The results also showed up something unexpected, however. When index patients were categorised by age (0–9, 10–19, 20–29, 30–39, 40–49, 50–59, 60–69, 70–79, and >80 years), households with older children (index patients of 10–19 years) had the highest rate of infection spread to household contacts, with 18.6 percent of household contacts later showing the infection.
By contrast, young children (index patients 0–9 years of age) seemed to confer the least amount of spread of the virus, with just 5.3 percent of household contacts contracting the infection, which is less than half of the 11.8 percent average of all age groups (most of whom represent adults).
The researchers acknowledge several limitations in their study, including asymptomatic patients that may have been missed, and data shortcomings due to testing differences between households and patients. Also, the study doesn't tell us how contacts actually got infected, as household contacts might have been exposed to the virus outside their homes.
Nonetheless, it's a great reminder that children from birth to 18 years of age occupy very different bodies and demonstrate very different behaviours.

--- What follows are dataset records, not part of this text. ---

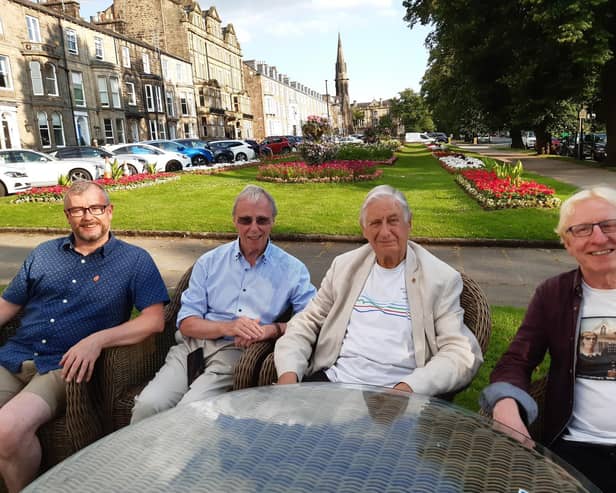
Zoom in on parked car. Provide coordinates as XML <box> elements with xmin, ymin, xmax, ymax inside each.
<box><xmin>244</xmin><ymin>139</ymin><xmax>273</xmax><ymax>158</ymax></box>
<box><xmin>208</xmin><ymin>140</ymin><xmax>256</xmax><ymax>162</ymax></box>
<box><xmin>521</xmin><ymin>131</ymin><xmax>536</xmax><ymax>149</ymax></box>
<box><xmin>284</xmin><ymin>136</ymin><xmax>302</xmax><ymax>149</ymax></box>
<box><xmin>142</xmin><ymin>139</ymin><xmax>213</xmax><ymax>167</ymax></box>
<box><xmin>428</xmin><ymin>132</ymin><xmax>448</xmax><ymax>143</ymax></box>
<box><xmin>337</xmin><ymin>136</ymin><xmax>363</xmax><ymax>144</ymax></box>
<box><xmin>105</xmin><ymin>143</ymin><xmax>190</xmax><ymax>172</ymax></box>
<box><xmin>261</xmin><ymin>136</ymin><xmax>293</xmax><ymax>154</ymax></box>
<box><xmin>404</xmin><ymin>132</ymin><xmax>435</xmax><ymax>144</ymax></box>
<box><xmin>172</xmin><ymin>138</ymin><xmax>234</xmax><ymax>164</ymax></box>
<box><xmin>0</xmin><ymin>149</ymin><xmax>103</xmax><ymax>187</ymax></box>
<box><xmin>0</xmin><ymin>164</ymin><xmax>31</xmax><ymax>196</ymax></box>
<box><xmin>49</xmin><ymin>146</ymin><xmax>147</xmax><ymax>175</ymax></box>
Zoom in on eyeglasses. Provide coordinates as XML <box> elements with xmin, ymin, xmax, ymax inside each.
<box><xmin>236</xmin><ymin>216</ymin><xmax>272</xmax><ymax>226</ymax></box>
<box><xmin>65</xmin><ymin>204</ymin><xmax>109</xmax><ymax>217</ymax></box>
<box><xmin>566</xmin><ymin>219</ymin><xmax>616</xmax><ymax>238</ymax></box>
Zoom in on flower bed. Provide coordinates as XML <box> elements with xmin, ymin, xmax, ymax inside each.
<box><xmin>456</xmin><ymin>169</ymin><xmax>560</xmax><ymax>210</ymax></box>
<box><xmin>432</xmin><ymin>151</ymin><xmax>484</xmax><ymax>173</ymax></box>
<box><xmin>256</xmin><ymin>160</ymin><xmax>382</xmax><ymax>183</ymax></box>
<box><xmin>13</xmin><ymin>173</ymin><xmax>178</xmax><ymax>204</ymax></box>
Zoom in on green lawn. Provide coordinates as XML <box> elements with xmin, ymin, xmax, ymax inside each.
<box><xmin>455</xmin><ymin>305</ymin><xmax>549</xmax><ymax>411</ymax></box>
<box><xmin>0</xmin><ymin>145</ymin><xmax>577</xmax><ymax>240</ymax></box>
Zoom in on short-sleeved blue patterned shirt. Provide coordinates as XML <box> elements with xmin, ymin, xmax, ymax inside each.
<box><xmin>0</xmin><ymin>233</ymin><xmax>169</xmax><ymax>374</ymax></box>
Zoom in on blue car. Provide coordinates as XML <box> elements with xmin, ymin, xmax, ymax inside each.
<box><xmin>142</xmin><ymin>140</ymin><xmax>214</xmax><ymax>167</ymax></box>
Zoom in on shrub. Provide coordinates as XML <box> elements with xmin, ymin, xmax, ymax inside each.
<box><xmin>299</xmin><ymin>142</ymin><xmax>339</xmax><ymax>165</ymax></box>
<box><xmin>301</xmin><ymin>115</ymin><xmax>331</xmax><ymax>142</ymax></box>
<box><xmin>334</xmin><ymin>143</ymin><xmax>394</xmax><ymax>161</ymax></box>
<box><xmin>256</xmin><ymin>160</ymin><xmax>382</xmax><ymax>183</ymax></box>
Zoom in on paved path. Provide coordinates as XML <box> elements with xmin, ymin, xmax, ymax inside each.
<box><xmin>0</xmin><ymin>232</ymin><xmax>576</xmax><ymax>308</ymax></box>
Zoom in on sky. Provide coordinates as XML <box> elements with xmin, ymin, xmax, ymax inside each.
<box><xmin>79</xmin><ymin>0</ymin><xmax>432</xmax><ymax>103</ymax></box>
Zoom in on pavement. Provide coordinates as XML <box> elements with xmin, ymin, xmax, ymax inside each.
<box><xmin>2</xmin><ymin>145</ymin><xmax>612</xmax><ymax>309</ymax></box>
<box><xmin>0</xmin><ymin>232</ymin><xmax>576</xmax><ymax>308</ymax></box>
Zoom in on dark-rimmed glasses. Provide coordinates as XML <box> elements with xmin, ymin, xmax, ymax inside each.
<box><xmin>236</xmin><ymin>216</ymin><xmax>272</xmax><ymax>226</ymax></box>
<box><xmin>566</xmin><ymin>219</ymin><xmax>616</xmax><ymax>238</ymax></box>
<box><xmin>65</xmin><ymin>205</ymin><xmax>109</xmax><ymax>217</ymax></box>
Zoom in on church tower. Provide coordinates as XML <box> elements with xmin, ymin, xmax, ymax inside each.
<box><xmin>335</xmin><ymin>33</ymin><xmax>353</xmax><ymax>134</ymax></box>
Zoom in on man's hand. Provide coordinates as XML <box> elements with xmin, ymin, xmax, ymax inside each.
<box><xmin>229</xmin><ymin>317</ymin><xmax>265</xmax><ymax>340</ymax></box>
<box><xmin>60</xmin><ymin>333</ymin><xmax>103</xmax><ymax>383</ymax></box>
<box><xmin>277</xmin><ymin>372</ymin><xmax>299</xmax><ymax>385</ymax></box>
<box><xmin>393</xmin><ymin>382</ymin><xmax>413</xmax><ymax>393</ymax></box>
<box><xmin>492</xmin><ymin>397</ymin><xmax>535</xmax><ymax>448</ymax></box>
<box><xmin>234</xmin><ymin>323</ymin><xmax>280</xmax><ymax>348</ymax></box>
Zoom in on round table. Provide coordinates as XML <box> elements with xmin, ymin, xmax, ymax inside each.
<box><xmin>25</xmin><ymin>383</ymin><xmax>599</xmax><ymax>492</ymax></box>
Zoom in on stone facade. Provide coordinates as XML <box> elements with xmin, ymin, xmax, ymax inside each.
<box><xmin>94</xmin><ymin>2</ymin><xmax>252</xmax><ymax>139</ymax></box>
<box><xmin>0</xmin><ymin>0</ymin><xmax>193</xmax><ymax>150</ymax></box>
<box><xmin>243</xmin><ymin>60</ymin><xmax>328</xmax><ymax>140</ymax></box>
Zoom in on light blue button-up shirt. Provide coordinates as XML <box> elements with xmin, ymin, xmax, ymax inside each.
<box><xmin>177</xmin><ymin>239</ymin><xmax>316</xmax><ymax>339</ymax></box>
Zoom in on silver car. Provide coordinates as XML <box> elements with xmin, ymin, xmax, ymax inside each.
<box><xmin>208</xmin><ymin>140</ymin><xmax>256</xmax><ymax>162</ymax></box>
<box><xmin>0</xmin><ymin>149</ymin><xmax>102</xmax><ymax>187</ymax></box>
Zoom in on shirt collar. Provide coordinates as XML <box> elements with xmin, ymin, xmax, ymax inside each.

If health and virus mitigation policies up until this point have lumped together all those individuals on the basis that they're minors, we might need to do some rethinking on that front – particularly as more information comes to hand from large-scale studies such as this.
"I fear that there has been this sense that kids just won't get infected or don't get infected in the same way as adults and that, therefore, they're almost like a bubbled population," infectious diseases researcher Michael Osterholm from the University of Minnesota, who wasn't involved with the study, told The New York Times.
"There will be transmission. What we have to do is accept that now and include that in our plans."
The early release findings are reported in Emerging Infectious Diseases.